A tool for semi-automatic cell type classification
https://www.celltypist.org/
MIT License
254 stars 40 forks source link

Potentially misleading error when counts are not in expected range #89

Closed padix-key closed 8 months ago

padix-key commented 9 months ago

If the count matrix is not log1p normalized to a maximum of 10000, Celltypist resorts to adata.raw.X instead of adata.X.

In my case adata.raw is not populated at all, so instead of hinting to the the unexpected counts, Celltypist raises

Exception: 🛑 Fail to use the `.raw` attribute in the input object. 'NoneType' object has no attribute 'X'

I would suggest adding an optional parameter, e.g. enforce_x, allow_raw_counts or something like that, that converts the log message

"👀 Invalid expression matrix in `.X`, expect log1p normalized expression to 10000 counts per cell; will try the `.raw` attribute")

into an exception.

ChuanXu1 commented 9 months ago

@padix-key, CellTypist first tries adata.X and if its format is met, it will predict cell types accordingly. If adata.X does not suffice, CellTypist will resort to adata.raw.X to see whether adata.raw.X works. If both do not work, an error will be raised. Please let me know whether it is clear to you.

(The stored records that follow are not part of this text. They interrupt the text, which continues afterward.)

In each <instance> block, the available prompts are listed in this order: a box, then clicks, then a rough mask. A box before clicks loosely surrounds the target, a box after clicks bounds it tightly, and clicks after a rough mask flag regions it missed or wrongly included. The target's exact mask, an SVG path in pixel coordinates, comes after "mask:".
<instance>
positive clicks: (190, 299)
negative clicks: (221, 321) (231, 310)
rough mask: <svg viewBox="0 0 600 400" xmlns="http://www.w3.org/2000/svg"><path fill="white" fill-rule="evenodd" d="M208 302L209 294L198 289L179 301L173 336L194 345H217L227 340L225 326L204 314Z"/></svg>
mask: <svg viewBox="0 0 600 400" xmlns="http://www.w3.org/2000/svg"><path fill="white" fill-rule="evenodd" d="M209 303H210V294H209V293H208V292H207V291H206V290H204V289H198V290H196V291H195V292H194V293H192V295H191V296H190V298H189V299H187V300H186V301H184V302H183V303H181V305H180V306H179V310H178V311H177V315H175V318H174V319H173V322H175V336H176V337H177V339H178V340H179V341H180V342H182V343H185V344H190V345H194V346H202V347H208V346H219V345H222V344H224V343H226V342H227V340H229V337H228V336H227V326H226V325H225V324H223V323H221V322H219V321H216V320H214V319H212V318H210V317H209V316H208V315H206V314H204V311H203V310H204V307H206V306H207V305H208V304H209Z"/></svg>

padix-key commented 8 months ago

Sorry for the late response. After source code inspection I also found this behavior and I think it is generally fine. However, in my opinion the error message does not convey the actual problem: If I have an AnnData with X but without raw, the problem is that X is not properly normalized, not that AnnData.raw is None.

ChuanXu1 commented 8 months ago

@padix-key, error messages have been redesigned 42c2c1c8ba63a48d432087549891765ebac7c818 These new error messages will be available in the next version. I will close the issue and please reopen it if you have further questions or suggestions.